Viral vector vaccines
The COVID-19 vaccine from Johnson & Johnson is a viral vector vaccine, which uses a harmless version of a different virus, called a “vector,” to deliver information to your body's immune systems to help protect you from COVID-19.
How do viral vector vaccines work?
The vaccine teaches your body how to make copies of COVID-19 spike proteins. If you are exposed to the real virus later, your body will recognize it and know how to fight it off. The vaccine DOES NOT contain the virus that causes COVID-19 and cannot give you COVID-19. It also cannot make you sick from the virus that is used as the vector. It cannot change your DNA in any way.
Both the Pfizer/BioNTech and Moderna COVID-19 vaccines are messenger RNA vaccines – also called mRNA vaccines, and they are a new type of vaccine to protect against infectious diseases.
To trigger an immune response, many vaccines put a weakened or inactivated germ into our bodies. Other vaccines can use a particle or tiny part of the germ to trigger an immune response.
But – mRNA vaccines do not work this way. Instead, they teach our cells how to make a protein – or even just a piece of a protein – which triggers an immune response inside our bodies. This immune response produces antibodies – and antibodies are what protect us from getting infected if the real virus enters our bodies.
Have mRNA vaccines been studied?
At this time, the only licensed mRNA vaccines in the United States are the ones from Pfizer/BioNTech and Moderna. However, researchers have been studying and working with them for decades.
Interest has grown in these vaccines because they can be developed in a laboratory using readily available materials. This means the process can be standardized and scaled up, making vaccine development faster than traditional ways of making vaccines.
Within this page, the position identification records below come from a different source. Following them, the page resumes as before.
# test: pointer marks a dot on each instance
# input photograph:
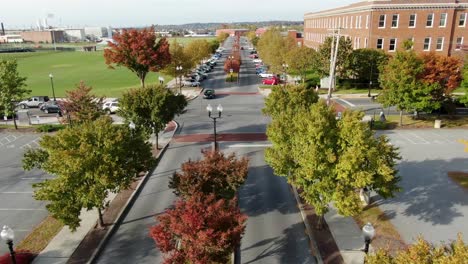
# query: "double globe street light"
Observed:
(209, 109)
(8, 235)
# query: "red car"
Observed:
(271, 81)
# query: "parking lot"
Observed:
(18, 209)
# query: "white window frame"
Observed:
(382, 44)
(458, 45)
(415, 19)
(460, 19)
(432, 20)
(397, 20)
(442, 44)
(385, 20)
(445, 20)
(428, 45)
(390, 44)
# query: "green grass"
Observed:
(69, 68)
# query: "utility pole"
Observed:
(333, 55)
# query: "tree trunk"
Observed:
(101, 219)
(401, 117)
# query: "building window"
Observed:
(443, 20)
(462, 21)
(379, 43)
(392, 45)
(412, 22)
(430, 20)
(395, 21)
(459, 43)
(440, 43)
(427, 44)
(381, 21)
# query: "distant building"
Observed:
(48, 36)
(75, 35)
(231, 32)
(439, 26)
(11, 39)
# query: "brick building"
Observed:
(432, 25)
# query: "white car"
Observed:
(111, 107)
(265, 75)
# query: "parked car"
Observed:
(190, 83)
(271, 81)
(266, 75)
(111, 107)
(51, 107)
(34, 101)
(209, 94)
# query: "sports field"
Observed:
(69, 68)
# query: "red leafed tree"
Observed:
(139, 51)
(200, 230)
(215, 174)
(443, 70)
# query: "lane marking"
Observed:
(346, 102)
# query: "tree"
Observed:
(423, 252)
(151, 108)
(301, 60)
(335, 158)
(364, 65)
(281, 105)
(11, 88)
(402, 86)
(179, 57)
(198, 50)
(215, 174)
(139, 51)
(199, 230)
(344, 51)
(81, 105)
(88, 161)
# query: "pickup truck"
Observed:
(34, 101)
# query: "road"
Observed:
(275, 232)
(18, 209)
(430, 203)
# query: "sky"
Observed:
(120, 13)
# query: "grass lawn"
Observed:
(40, 237)
(69, 68)
(386, 233)
(459, 177)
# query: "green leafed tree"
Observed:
(282, 105)
(151, 108)
(87, 161)
(215, 174)
(12, 88)
(345, 49)
(301, 60)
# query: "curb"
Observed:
(127, 206)
(313, 244)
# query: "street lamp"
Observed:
(179, 69)
(52, 83)
(209, 109)
(285, 68)
(8, 235)
(368, 232)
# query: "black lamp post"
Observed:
(368, 232)
(209, 108)
(8, 235)
(179, 69)
(52, 83)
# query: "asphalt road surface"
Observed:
(18, 209)
(274, 233)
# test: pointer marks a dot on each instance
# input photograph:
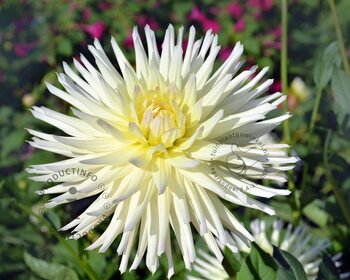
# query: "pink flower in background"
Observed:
(196, 14)
(225, 53)
(235, 10)
(276, 32)
(267, 4)
(208, 23)
(95, 30)
(128, 42)
(143, 20)
(22, 49)
(240, 25)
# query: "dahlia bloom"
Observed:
(144, 142)
(299, 242)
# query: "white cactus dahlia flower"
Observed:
(142, 142)
(299, 242)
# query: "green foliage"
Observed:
(36, 36)
(258, 265)
(289, 268)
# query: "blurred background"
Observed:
(37, 35)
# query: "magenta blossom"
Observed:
(104, 5)
(225, 53)
(235, 10)
(264, 5)
(196, 14)
(86, 13)
(128, 42)
(22, 49)
(95, 30)
(144, 20)
(208, 23)
(240, 25)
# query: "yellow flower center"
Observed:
(161, 119)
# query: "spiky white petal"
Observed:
(147, 134)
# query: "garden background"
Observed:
(37, 35)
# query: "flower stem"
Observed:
(87, 270)
(315, 110)
(339, 36)
(284, 80)
(328, 172)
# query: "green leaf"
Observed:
(327, 269)
(314, 211)
(49, 271)
(324, 65)
(258, 265)
(64, 47)
(289, 267)
(231, 264)
(341, 89)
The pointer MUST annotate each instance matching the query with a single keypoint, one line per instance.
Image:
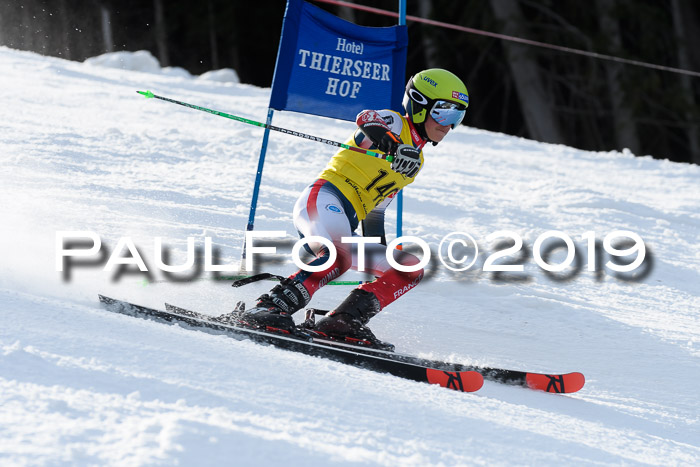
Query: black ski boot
(348, 321)
(274, 310)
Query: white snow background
(80, 150)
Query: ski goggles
(448, 113)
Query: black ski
(466, 381)
(556, 383)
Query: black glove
(388, 143)
(406, 160)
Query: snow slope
(80, 150)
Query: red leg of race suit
(320, 212)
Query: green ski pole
(150, 95)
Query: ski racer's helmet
(438, 93)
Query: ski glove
(406, 160)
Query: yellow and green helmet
(438, 93)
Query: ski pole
(150, 95)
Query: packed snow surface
(81, 151)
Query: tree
(538, 114)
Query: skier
(356, 188)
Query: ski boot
(273, 311)
(347, 323)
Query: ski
(465, 381)
(554, 383)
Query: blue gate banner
(330, 67)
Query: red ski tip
(465, 381)
(563, 384)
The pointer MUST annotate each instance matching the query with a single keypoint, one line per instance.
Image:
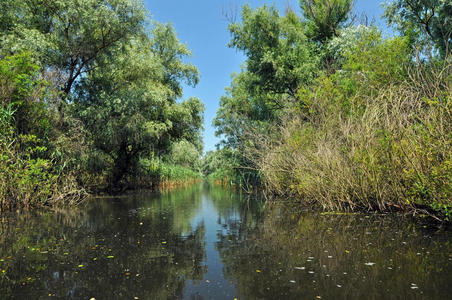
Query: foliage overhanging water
(210, 243)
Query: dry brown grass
(392, 149)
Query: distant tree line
(330, 111)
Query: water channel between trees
(211, 243)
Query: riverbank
(216, 244)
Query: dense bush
(88, 91)
(358, 121)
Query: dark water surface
(210, 243)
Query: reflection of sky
(217, 286)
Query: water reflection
(211, 243)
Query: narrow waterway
(211, 243)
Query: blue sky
(200, 24)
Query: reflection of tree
(271, 259)
(118, 248)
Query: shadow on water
(212, 243)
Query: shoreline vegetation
(330, 112)
(91, 100)
(326, 110)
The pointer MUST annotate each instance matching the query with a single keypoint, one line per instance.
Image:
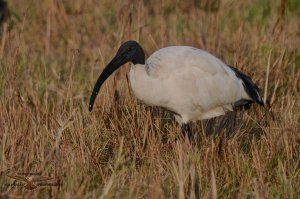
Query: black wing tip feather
(251, 89)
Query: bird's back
(191, 82)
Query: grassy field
(51, 53)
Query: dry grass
(53, 51)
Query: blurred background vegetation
(51, 53)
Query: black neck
(139, 57)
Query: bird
(189, 82)
(30, 181)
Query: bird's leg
(186, 130)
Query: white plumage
(190, 82)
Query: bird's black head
(129, 51)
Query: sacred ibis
(190, 82)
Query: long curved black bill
(115, 63)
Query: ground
(51, 53)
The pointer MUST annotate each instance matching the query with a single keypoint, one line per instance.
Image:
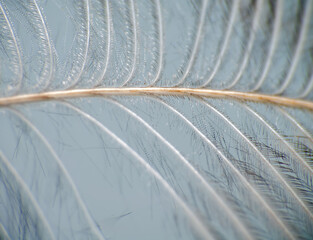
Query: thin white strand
(230, 27)
(299, 48)
(218, 199)
(257, 195)
(308, 88)
(161, 44)
(86, 46)
(29, 194)
(135, 44)
(274, 41)
(274, 170)
(296, 123)
(61, 166)
(109, 42)
(4, 233)
(256, 20)
(20, 72)
(47, 38)
(195, 220)
(196, 43)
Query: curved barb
(274, 170)
(254, 28)
(230, 28)
(255, 193)
(16, 46)
(161, 43)
(213, 193)
(42, 220)
(299, 48)
(108, 46)
(135, 43)
(62, 168)
(196, 44)
(194, 219)
(273, 44)
(76, 77)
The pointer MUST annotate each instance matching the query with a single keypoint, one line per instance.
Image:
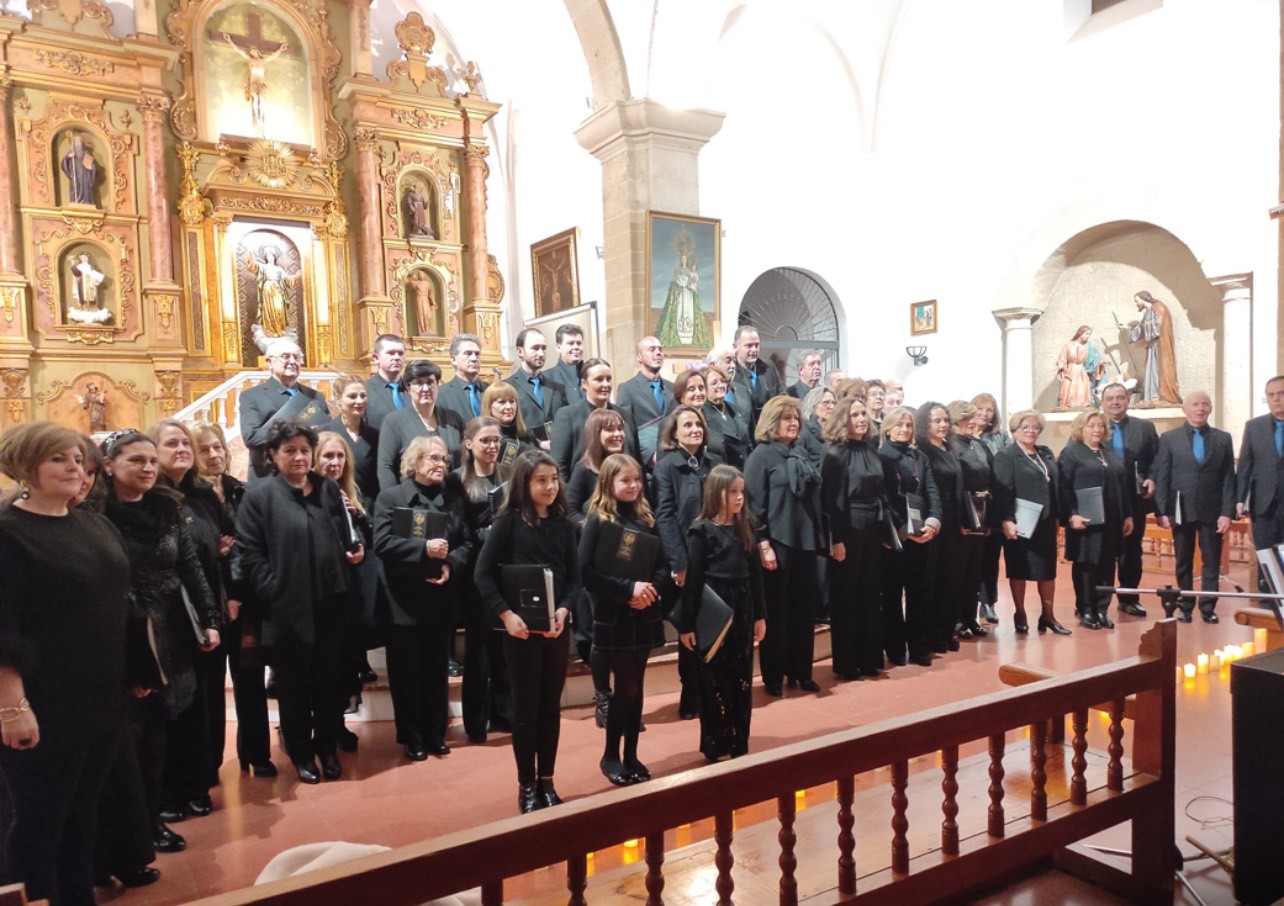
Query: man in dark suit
(538, 397)
(646, 395)
(1194, 495)
(462, 393)
(1135, 443)
(809, 375)
(1260, 490)
(279, 398)
(384, 393)
(570, 361)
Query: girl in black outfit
(485, 700)
(785, 503)
(1026, 470)
(854, 481)
(909, 572)
(722, 546)
(295, 543)
(423, 576)
(627, 620)
(1089, 461)
(533, 529)
(62, 664)
(973, 460)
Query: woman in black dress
(785, 503)
(295, 543)
(854, 481)
(533, 529)
(1025, 474)
(910, 571)
(627, 619)
(423, 576)
(724, 557)
(62, 662)
(1088, 463)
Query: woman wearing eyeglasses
(421, 418)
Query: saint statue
(1079, 367)
(425, 303)
(272, 284)
(1154, 329)
(81, 172)
(416, 205)
(86, 280)
(257, 81)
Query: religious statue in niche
(94, 402)
(1154, 329)
(86, 282)
(423, 303)
(416, 212)
(272, 282)
(1080, 368)
(81, 171)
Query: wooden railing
(1017, 833)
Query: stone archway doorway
(794, 311)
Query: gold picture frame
(922, 317)
(555, 272)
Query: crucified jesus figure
(257, 82)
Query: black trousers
(537, 667)
(789, 646)
(417, 678)
(308, 692)
(855, 605)
(1184, 538)
(55, 791)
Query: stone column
(1234, 394)
(649, 155)
(1018, 358)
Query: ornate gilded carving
(75, 62)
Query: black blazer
(403, 426)
(270, 402)
(568, 438)
(1207, 492)
(455, 395)
(1258, 474)
(634, 398)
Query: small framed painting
(922, 317)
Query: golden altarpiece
(231, 172)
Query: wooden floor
(385, 800)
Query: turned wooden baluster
(787, 838)
(995, 827)
(1115, 769)
(577, 879)
(1079, 742)
(950, 803)
(899, 821)
(654, 865)
(846, 839)
(1038, 770)
(723, 860)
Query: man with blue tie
(1135, 443)
(1194, 495)
(1260, 492)
(462, 393)
(384, 392)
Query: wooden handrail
(484, 856)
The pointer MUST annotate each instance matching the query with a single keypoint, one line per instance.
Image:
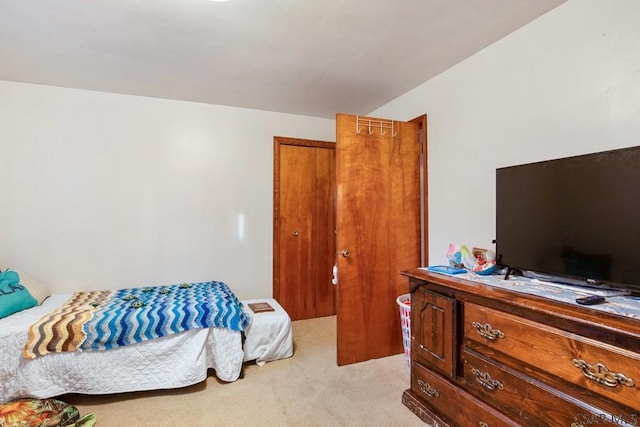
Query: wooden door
(304, 227)
(378, 231)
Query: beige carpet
(308, 389)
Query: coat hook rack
(371, 123)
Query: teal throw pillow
(13, 296)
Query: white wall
(104, 191)
(566, 84)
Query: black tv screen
(575, 218)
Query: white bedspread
(168, 362)
(269, 337)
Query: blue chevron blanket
(101, 320)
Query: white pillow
(39, 291)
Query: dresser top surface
(620, 311)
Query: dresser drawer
(535, 403)
(456, 406)
(601, 368)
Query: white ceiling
(310, 57)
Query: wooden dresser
(488, 356)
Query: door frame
(424, 188)
(279, 141)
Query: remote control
(590, 300)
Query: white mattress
(269, 337)
(168, 362)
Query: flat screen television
(572, 220)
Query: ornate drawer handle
(485, 379)
(427, 389)
(601, 374)
(487, 331)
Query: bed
(171, 361)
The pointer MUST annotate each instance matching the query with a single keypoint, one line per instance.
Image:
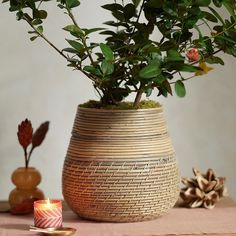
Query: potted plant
(27, 178)
(120, 164)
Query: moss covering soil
(145, 104)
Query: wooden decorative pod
(120, 165)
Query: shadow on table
(15, 226)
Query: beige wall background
(35, 83)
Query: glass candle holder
(48, 214)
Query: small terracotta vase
(21, 198)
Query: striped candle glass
(48, 214)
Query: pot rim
(121, 110)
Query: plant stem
(138, 96)
(28, 159)
(26, 163)
(42, 36)
(83, 39)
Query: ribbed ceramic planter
(120, 165)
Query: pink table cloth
(179, 221)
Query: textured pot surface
(120, 165)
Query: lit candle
(48, 214)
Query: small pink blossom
(193, 54)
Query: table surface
(19, 225)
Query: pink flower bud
(193, 54)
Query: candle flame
(48, 203)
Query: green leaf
(173, 55)
(230, 6)
(167, 87)
(129, 11)
(76, 45)
(19, 15)
(180, 88)
(209, 16)
(150, 71)
(92, 70)
(214, 60)
(136, 2)
(107, 67)
(92, 30)
(61, 6)
(40, 29)
(188, 68)
(155, 3)
(148, 92)
(216, 14)
(72, 3)
(107, 52)
(203, 3)
(73, 29)
(36, 22)
(33, 38)
(113, 7)
(70, 50)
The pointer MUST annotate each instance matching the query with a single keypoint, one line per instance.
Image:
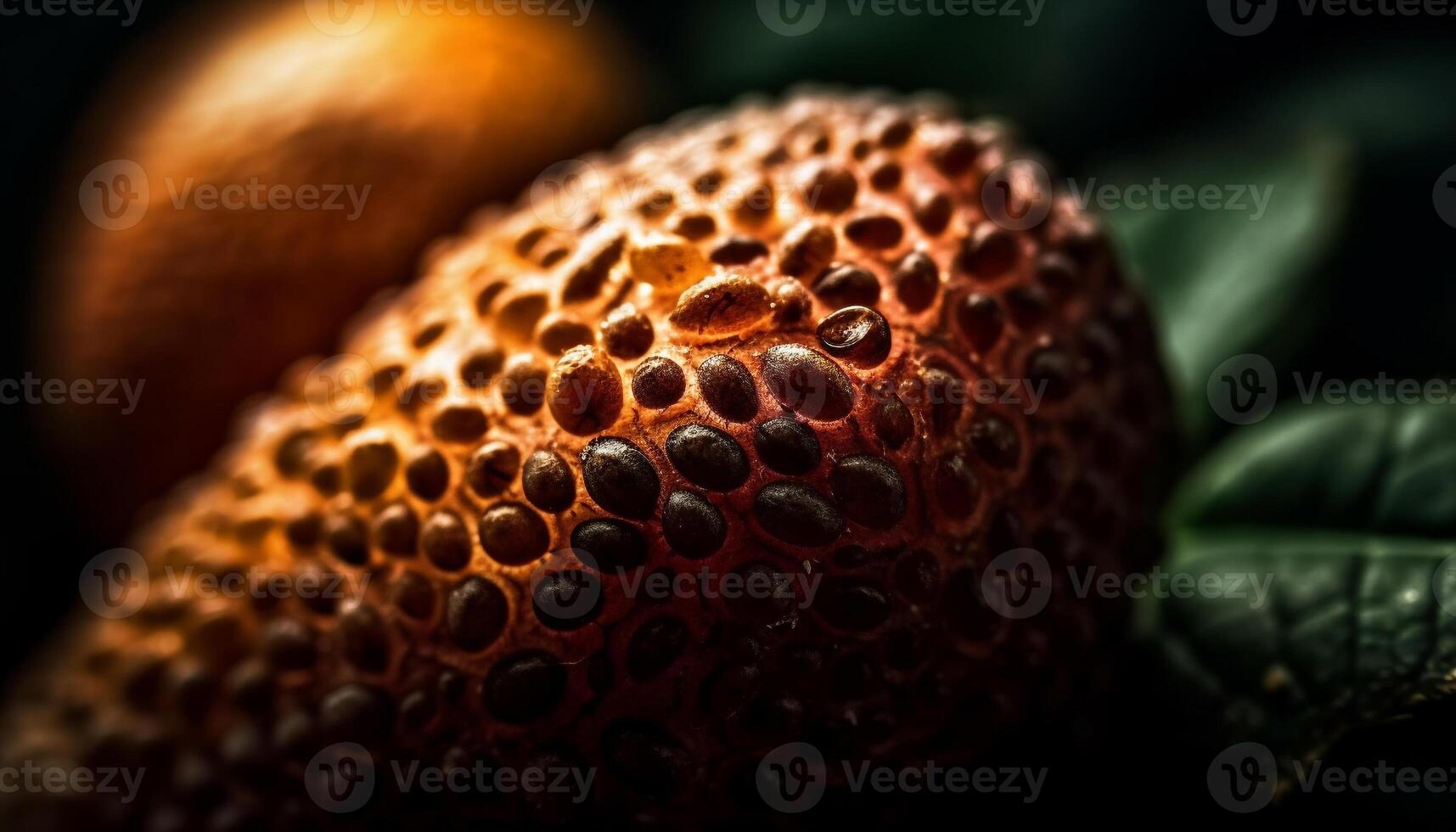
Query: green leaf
(1348, 513)
(1231, 282)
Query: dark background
(1097, 85)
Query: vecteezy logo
(566, 589)
(114, 195)
(1443, 585)
(1242, 18)
(1445, 197)
(115, 583)
(1242, 390)
(340, 18)
(1018, 583)
(1242, 777)
(792, 777)
(566, 194)
(341, 777)
(340, 390)
(1016, 195)
(791, 18)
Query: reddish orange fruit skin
(817, 384)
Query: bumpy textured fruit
(784, 349)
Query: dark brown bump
(728, 388)
(708, 457)
(584, 391)
(829, 188)
(372, 468)
(427, 474)
(366, 638)
(525, 687)
(513, 534)
(548, 481)
(356, 713)
(852, 604)
(918, 576)
(627, 333)
(485, 299)
(491, 468)
(739, 251)
(517, 317)
(798, 514)
(896, 132)
(847, 286)
(612, 544)
(875, 232)
(290, 644)
(786, 447)
(979, 317)
(429, 334)
(523, 385)
(482, 368)
(692, 526)
(721, 305)
(587, 278)
(655, 646)
(954, 486)
(868, 490)
(561, 334)
(857, 335)
(807, 382)
(475, 614)
(885, 177)
(694, 226)
(619, 477)
(558, 599)
(945, 394)
(807, 250)
(348, 538)
(446, 541)
(396, 531)
(894, 424)
(755, 205)
(932, 211)
(459, 423)
(659, 384)
(918, 282)
(1026, 305)
(996, 441)
(987, 252)
(291, 457)
(953, 155)
(413, 595)
(791, 305)
(1052, 372)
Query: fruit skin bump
(779, 347)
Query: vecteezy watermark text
(1242, 390)
(792, 18)
(107, 392)
(794, 777)
(124, 9)
(56, 780)
(1244, 777)
(1244, 18)
(117, 195)
(342, 18)
(342, 779)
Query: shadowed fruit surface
(207, 301)
(781, 374)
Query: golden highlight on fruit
(285, 174)
(824, 436)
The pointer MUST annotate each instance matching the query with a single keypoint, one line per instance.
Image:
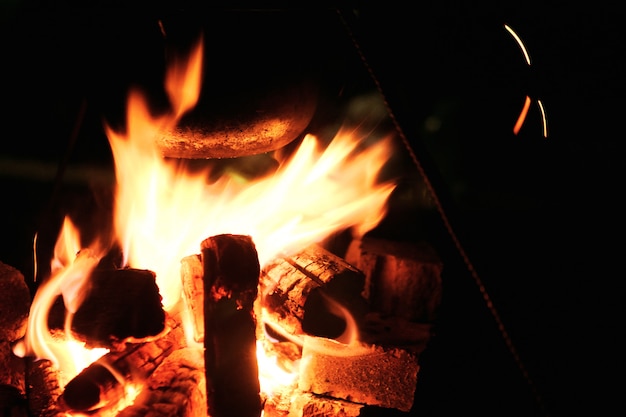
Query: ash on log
(102, 384)
(231, 279)
(295, 289)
mRNA vaccines have been studied before for other viruses including the flu, Zika, rabies, and cytomegalovirus (CMV). As soon as the necessary information about the virus that causes COVID-19 was available, scientists began designing the mRNA instructions for cells to build the unique spike protein into an mRNA vaccine.
Future mRNA vaccine technology may allow for one vaccine to provide protection for multiple diseases, thus decreasing the number of shots needed for protection against common vaccine-preventable diseases. mRNA vaccines have also been studied for use in cancer.